Fire fears on Grampians
Out-of-control grass and weeds on the Grampians have triggered concern from locals about the fire risk.
Until a year ago, the Grampians was being leased for grazing to a local farmer but since he removed his sheep and cattle, the grass has reached a metre high.
Birdlife on Grampians coordinator Bryce Buckland said if a fire broke out, it would ‘‘do serious damage to the regrowth we’ve had there over the last 10 years.
‘‘It has caught on fire before and there’s no doubt in my mind that it will happen again.
‘‘The animals must keep a lot of weeds down as there’s every weed except seaweed on the Grampians.
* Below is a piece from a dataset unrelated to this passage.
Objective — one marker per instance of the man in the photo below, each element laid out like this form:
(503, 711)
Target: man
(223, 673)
The sheep and cows did a very good job of trying to keep that under control.’’
The hills behind Nelson are popular walking areas , particularly with dog owners.
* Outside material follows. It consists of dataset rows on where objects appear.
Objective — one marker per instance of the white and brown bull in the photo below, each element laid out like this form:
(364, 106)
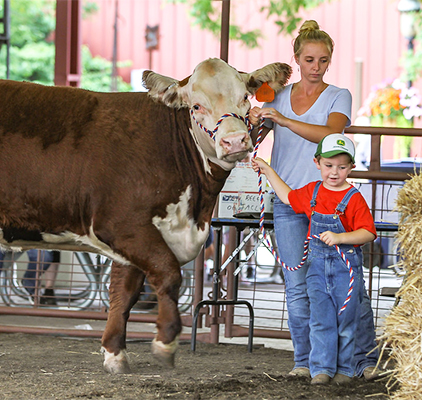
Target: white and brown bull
(132, 176)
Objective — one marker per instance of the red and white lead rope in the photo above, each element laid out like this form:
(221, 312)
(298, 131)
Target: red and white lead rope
(262, 210)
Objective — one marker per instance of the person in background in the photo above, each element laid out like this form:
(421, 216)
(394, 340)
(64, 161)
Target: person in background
(339, 216)
(48, 263)
(300, 116)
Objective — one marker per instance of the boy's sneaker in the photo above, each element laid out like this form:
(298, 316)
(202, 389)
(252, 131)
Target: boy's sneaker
(371, 373)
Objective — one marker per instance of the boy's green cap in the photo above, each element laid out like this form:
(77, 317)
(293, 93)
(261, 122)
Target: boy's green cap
(334, 144)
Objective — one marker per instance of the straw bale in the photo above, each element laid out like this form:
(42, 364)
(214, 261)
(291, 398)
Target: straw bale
(403, 326)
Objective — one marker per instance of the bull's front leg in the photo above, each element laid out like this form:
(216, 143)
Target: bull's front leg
(125, 285)
(167, 283)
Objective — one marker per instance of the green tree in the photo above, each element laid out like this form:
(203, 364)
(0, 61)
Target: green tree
(32, 49)
(207, 15)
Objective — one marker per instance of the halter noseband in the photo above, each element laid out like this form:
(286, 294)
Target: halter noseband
(212, 134)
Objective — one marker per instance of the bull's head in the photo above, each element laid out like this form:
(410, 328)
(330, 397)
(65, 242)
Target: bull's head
(213, 90)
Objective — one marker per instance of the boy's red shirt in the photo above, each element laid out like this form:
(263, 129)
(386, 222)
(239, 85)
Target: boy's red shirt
(356, 216)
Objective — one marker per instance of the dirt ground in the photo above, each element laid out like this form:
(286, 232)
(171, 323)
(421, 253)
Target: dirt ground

Buckland said the last farmer who leased the land told him he had problems with dogs worrying his stock. ’’I hear he said he won’t be going back.’’
He said while most dog owners were responsible, others ran amok. ‘‘When I was up there I’d catch dogs chasing sheep and then you’d often see wool that had been torn out of sheep ... where people just let their dogs run around up there.’’
Buckland said there was also a problem with collecting and delivering stock as there were no proper yards.
Lindsay Wood lives at the bottom of the Grampians and is in a team that collect the rat traps in the area.
He said since the grazing had stopped, the grass had got ‘‘dramatically longer’’.
It should be compulsory to have dogs on a leash in the Grampians with a tough penalty for those not complying, Wood said.
‘‘Dogs regularly have hassled sheep up there, a number of times I have intervened separating a dog from sheep.’’ He had also found dead sheep.
Dog control in the area would be difficult, Wood said, but he believed signage for owners to keep their pets restrained would be a good start.
Nelson City Council communications manager Paul Shattock said it had advertised twice for expressions of interest for grazing the land but so far, ‘‘no replacement has been found’’.
Shattock considered grazing was an effective means of weed control, especially in areas of steep terrain.
‘‘Some level of weed control is required to ensure the tracks remain usable and also to reduce the fire risk during dry, summer months.’’
Shattock said the Grampians were considered ‘‘a difficult area to graze and manage stock due to the nature of the terrain and the accessibility to load stock in and out’’.
He said Nelmac had a weed control programme in place.
The council is still keen to discuss options for grazing on 546 0200.
Birdlife on Grampians co-ordinator Bryce Buckland says another fire could easily break out in the area.